General subject and single nucleotide polymorphism (SNP) quality control (QC) was performed using PLINK version 1.944. In the Discovery set, three breast cancer cases and eight controls with a call rate less than 95% were excluded, and one breast cancer and three controls were further removed due to genetically inferred sex not being female. No subjects failed QC in the Validation set. Genetic variants with missing genotype rate greater than 5%, minor allele frequency (MAF) less than 1%, or a significant departure from Hardy-Weinberg equilibrium (p < 5 × 10−6) were excluded. KING45, a relatedness inference algorithm, was next used to identify duplicate/monozygotic twin or first-degree relative pairs. In the Discovery set, one control subject pair was identified as being a duplicate/monozygotic twin pair, and nine control pairs were inferred to be first-degree relatives. In the Validation set, one control pair was inferred to be first-degree relatives. The subject in each related pair with the lower call rate was excluded. In the Discovery set, 314 breast cancer subjects and 816 controls, and 479,105 variants were retained after SNP QC, of which 809 and 312 overlapped with samples that passed QC for methylation. In the Validation set, 113 breast cancer cases and 224 controls, and 501,209 variants passed QC, of which 210 and 111 overlapped with samples that passed QC for methylation.

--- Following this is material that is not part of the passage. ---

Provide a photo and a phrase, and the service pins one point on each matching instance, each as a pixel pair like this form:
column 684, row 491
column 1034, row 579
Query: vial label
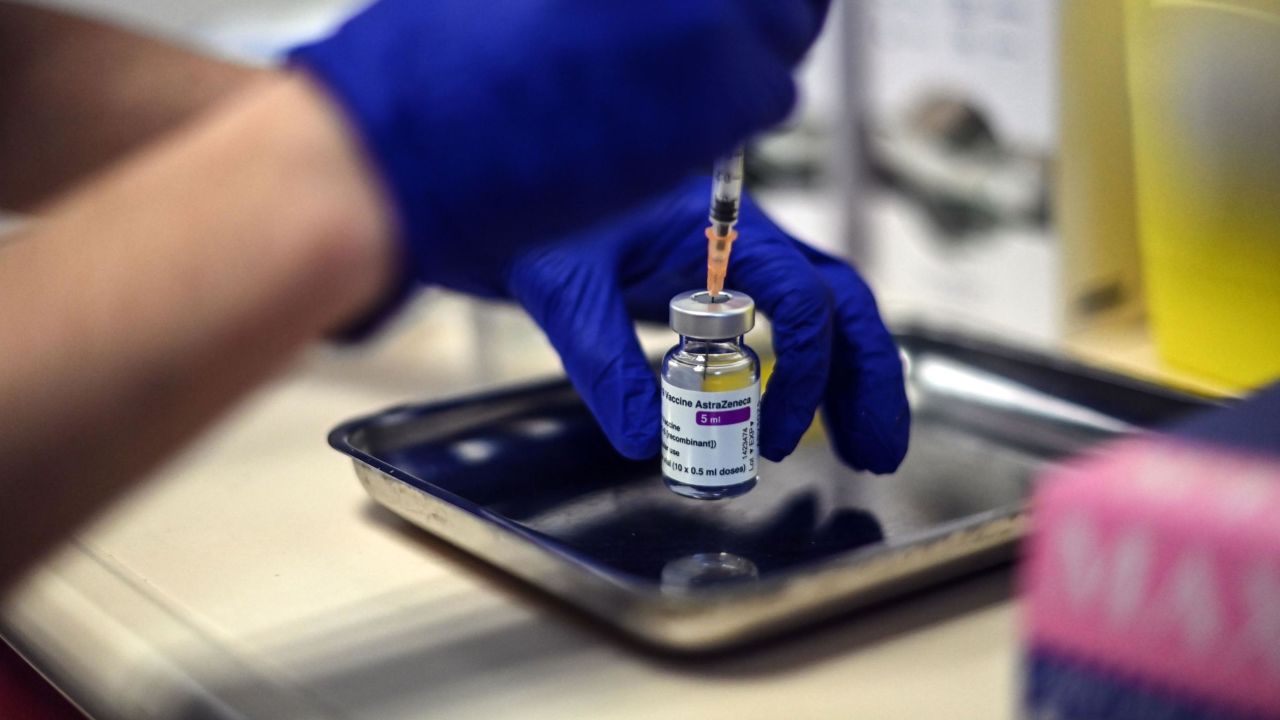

Non-European subjects were identified by plotting the top two principal components, generated using GTCA version 1.93.2, for the Discovery or Validation set, respectively, and 270 HapMap phase II release 23 samples (CEU, YRI, JPT, and CHB individuals), downloaded in PLINK-formatted binary files from http://zzz.bwh.harvard.edu/plink/res.shtml. Subjects not found to cluster around HapMap European samples were excluded from further analysis. After excluding non-European subjects, 312 breast cancer cases and 809 controls were retained in the Discovery set, while 111 breast cancer cases and 210 controls were retained in the Validation set.

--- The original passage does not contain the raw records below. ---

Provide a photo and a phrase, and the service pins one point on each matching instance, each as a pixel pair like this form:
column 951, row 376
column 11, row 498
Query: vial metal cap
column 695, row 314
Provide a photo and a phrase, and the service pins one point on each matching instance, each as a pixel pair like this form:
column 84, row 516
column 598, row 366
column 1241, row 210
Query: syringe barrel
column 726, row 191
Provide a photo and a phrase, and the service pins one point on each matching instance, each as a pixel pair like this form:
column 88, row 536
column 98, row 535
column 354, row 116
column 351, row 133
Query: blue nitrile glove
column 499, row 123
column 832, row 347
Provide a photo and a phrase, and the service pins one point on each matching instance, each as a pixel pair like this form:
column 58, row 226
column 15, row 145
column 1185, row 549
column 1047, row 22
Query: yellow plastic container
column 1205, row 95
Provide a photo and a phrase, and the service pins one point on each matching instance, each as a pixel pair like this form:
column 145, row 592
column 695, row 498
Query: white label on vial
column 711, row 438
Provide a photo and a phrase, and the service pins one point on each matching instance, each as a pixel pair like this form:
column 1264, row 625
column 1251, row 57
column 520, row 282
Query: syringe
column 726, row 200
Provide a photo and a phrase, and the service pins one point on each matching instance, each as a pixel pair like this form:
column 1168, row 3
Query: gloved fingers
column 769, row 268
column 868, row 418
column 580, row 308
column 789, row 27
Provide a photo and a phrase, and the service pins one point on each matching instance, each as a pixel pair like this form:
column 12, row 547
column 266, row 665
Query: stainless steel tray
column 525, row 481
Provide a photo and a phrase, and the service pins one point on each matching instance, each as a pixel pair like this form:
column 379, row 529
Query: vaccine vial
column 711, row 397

Using the Michigan Imputation Server46 and the 1000 Genomes Phase 3 reference panel, the SNP discovery dataset went through further QC before being phased (Eagle2) and imputed. Variants were strand, allele, genetic position, or allele frequencies were not concordant with the 1000 Genomes Phase 3 reference panel were removed before phasing and imputation using Strand Tools. After imputation, exclusion of variants with imputation R2 < 0.5 and removal of variants with 3 or more alleles, both the Discovery and Validation set contained 303 of the 313 SNPs used by Mavaddat et al.4 to develop a 313 SNP breast cancer polygenic risk score (PRS313) were imputed. Of note, only 293 SNPs of the 303 SNPs in each set were overlapping between the Discovery and Validation set. We constructed the breast cancer PRS313 for each subject as follows (Eq. 2):

$${{PRS}}_{j}=\mathop{\sum }\limits_{i=1}^{303}{\hat{{\beta }}_{i}}{x}_{{ij}}$$
(2)

where, \(\hat{{\beta }_{i}}\) is the log odds ratio for the i-th SNP taken from publicly available Oncoarray summary association results (combined Oncoarray, iCOGs and BCAC overall breast cancer beta values) in the publication by Mavaddat et al. and xij is the number of copies of the effect allele present in each discovery cohort subject. Scores were generated using PLINK version 1.9.

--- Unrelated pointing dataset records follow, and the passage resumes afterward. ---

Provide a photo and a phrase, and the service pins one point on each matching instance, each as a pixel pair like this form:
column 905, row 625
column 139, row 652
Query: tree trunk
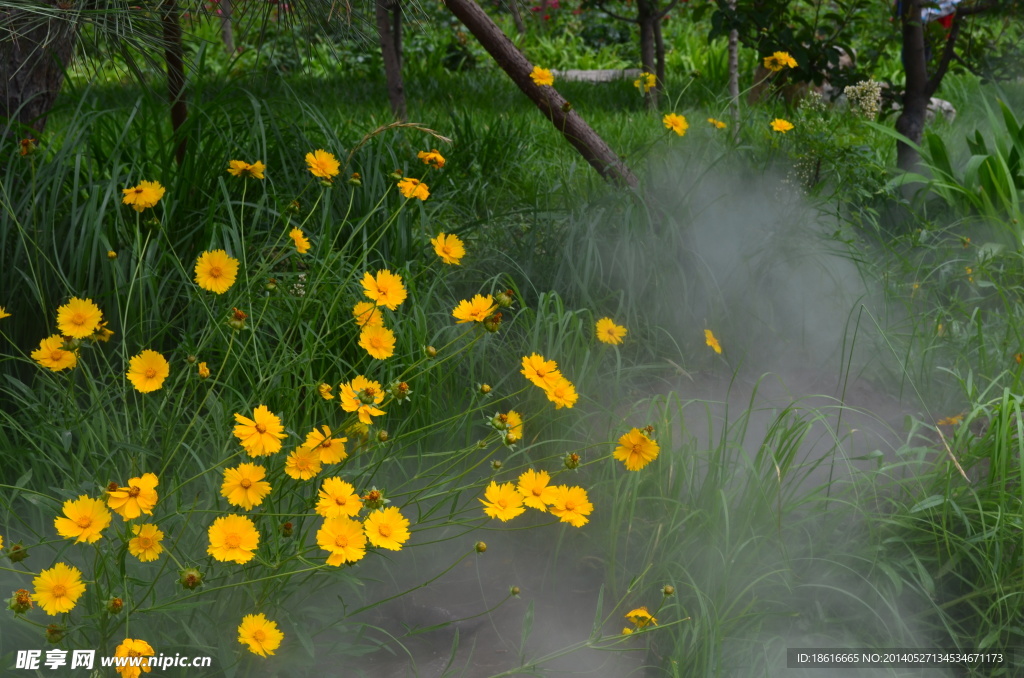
column 392, row 60
column 174, row 55
column 226, row 32
column 34, row 55
column 551, row 103
column 911, row 120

High and low risk stratification

Stratification into high and low PRS313 or WID™-qtBC values was conducted by computing the median PRS313 or WID™-qtBC across all samples in a given set. High PRS313 or WID™-qtBC scores were defined as above the median, while low PRS313 or WID™-qtBC scores were equal to or below the median. For risk stratification using both PRS313 and WID™-qtBC, the groupings (high/low) as described above were combined.

Reporting summary

Further information on research design is available in the Nature Research Reporting Summary linked to this article.